Should we keep this issue open, or close it until new questions arise? (Sorry, I'm just not sure if there are outstanding JAX questions at the moment!)

mattjj avatar Mar 12 '24 19:03 mattjj

Additional question here: I knew about learning rate decay, but I had never increased learning rates during training before, yet increasing it got me out of local optimums here. But if I had started with that learning rate, loss would return nan. Any source on this?

I think it depends on the problem at hand, but in some problems choosing good initializers is difficult and so if we "warm up" (ie increase) the step size at first we can get into better optimization regimes.

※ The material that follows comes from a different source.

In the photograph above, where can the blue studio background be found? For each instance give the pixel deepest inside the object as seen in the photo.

I think that is common in deep learning: see e.g. this paper and references, though I don't know what the canonical references are. On the theory side, the work of Altschuler and Parrilo like here and here (and Altschuler's 2015 masters thesis under Parrilo) offer some explanation of non-monotonic, not-just-constant-or-decaying step sizes.

Should we keep this issue open, or close it until new questions arise? (Sorry, I'm just not sure if there are outstanding JAX questions at the moment!)

I think we can close since there is no clear evidence that the problem is JAX-related. Not sure if we must consider it "completed" though. Thanks for quick responses.